You've got me wondering what more sophisticated energy modeling programs have to say on this subject.
Steve - i went to the page but didn't see any reference to best practices for operating the dishwasher. Can you copy and paste into a post? The national labs certainly have sophisticed energy modeling programs. I know a guy who does his research on Solar Domestic Hot Water but he might have connections who model dishwasher applications.

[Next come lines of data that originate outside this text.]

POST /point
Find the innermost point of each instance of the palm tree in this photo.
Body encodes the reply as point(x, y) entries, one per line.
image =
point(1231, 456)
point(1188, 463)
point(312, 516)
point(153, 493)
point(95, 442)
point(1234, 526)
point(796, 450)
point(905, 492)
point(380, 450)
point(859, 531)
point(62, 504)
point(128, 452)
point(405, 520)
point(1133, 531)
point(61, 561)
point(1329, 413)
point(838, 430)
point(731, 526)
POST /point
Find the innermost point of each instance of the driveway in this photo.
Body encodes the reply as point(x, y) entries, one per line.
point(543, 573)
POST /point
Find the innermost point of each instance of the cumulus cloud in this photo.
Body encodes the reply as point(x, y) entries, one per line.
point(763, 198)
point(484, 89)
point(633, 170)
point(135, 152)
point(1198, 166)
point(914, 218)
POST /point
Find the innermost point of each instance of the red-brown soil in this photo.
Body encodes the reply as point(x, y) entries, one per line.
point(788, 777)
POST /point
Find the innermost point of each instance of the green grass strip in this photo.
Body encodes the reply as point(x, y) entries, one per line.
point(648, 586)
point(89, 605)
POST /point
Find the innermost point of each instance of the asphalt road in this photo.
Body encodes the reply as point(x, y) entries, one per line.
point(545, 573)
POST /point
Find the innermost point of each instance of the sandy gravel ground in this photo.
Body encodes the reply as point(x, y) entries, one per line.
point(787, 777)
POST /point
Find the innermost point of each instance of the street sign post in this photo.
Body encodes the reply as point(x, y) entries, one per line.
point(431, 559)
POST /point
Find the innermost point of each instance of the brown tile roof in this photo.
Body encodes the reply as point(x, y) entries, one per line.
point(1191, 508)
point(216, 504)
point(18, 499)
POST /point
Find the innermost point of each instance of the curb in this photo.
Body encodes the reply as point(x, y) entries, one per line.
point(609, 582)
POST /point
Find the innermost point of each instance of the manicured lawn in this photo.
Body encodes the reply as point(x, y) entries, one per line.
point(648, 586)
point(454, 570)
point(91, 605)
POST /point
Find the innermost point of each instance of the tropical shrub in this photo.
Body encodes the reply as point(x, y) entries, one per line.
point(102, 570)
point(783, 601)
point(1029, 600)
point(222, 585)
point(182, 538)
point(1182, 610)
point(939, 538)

Here it is. Also, I like your idea about getting your associate ,who does modeling, involved. This may seem to be a "small potatoes" issue, but nationally, we're certainly talking major implications...which also makes me think this field has been
plowed many times over. How do we get input from more of our homies on the site? You want to start an new topic on the main page? Thoughts?

Purchase Energy-Efficient Dishwashers and Clothes Washers
The biggest cost of washing dishes and clothes comes from the energy required to heat the water. You'll significantly reduce your energy costs if you purchase and use an energy-efficient dishwasher and clothes washer.

It's commonly assumed that washing dishes by hand saves hot water. However, washing dishes by hand several time a day can be more expensive than operating an energy-efficient dishwasher. You can consume less energy with an energy-efficient dishwasher when properly used and when only operating it with full loads.

When purchasing a new dishwasher, check the EnergyGuide label to see how much energy it uses. Dishwashers fall into one of two categories: compact capacity and standard capacity. Although compact-capacity dishwashers may appear to be more energy efficient on the EnergyGuide Label, they hold fewer dishes, which may force you to use it more frequently. In this case, your energy costs could be higher than with a standard-capacity dishwasher.

One feature that makes a dishwasher more energy efficient is a booster heater. A booster heater increases the temperature of the water entering the dishwasher to the 140ºF recommended for cleaning. Some dishwashers have built-in boosters, while others require manual selection before the wash cycle begins. Some also only activate the booster during the heavy-duty cycle. Dishwashers with booster heaters typically cost more, but they pay for themselves with energy savings in about 1 year if you also lower the water temperature on your water heater.

Another dishwasher feature that reduces hot water use is the availability of cycle selections. Shorter cycles require less water, thereby reducing energy cost.

If you want to ensure that your new dishwasher is energy efficient, purchase one with an ENERGY STAR® label.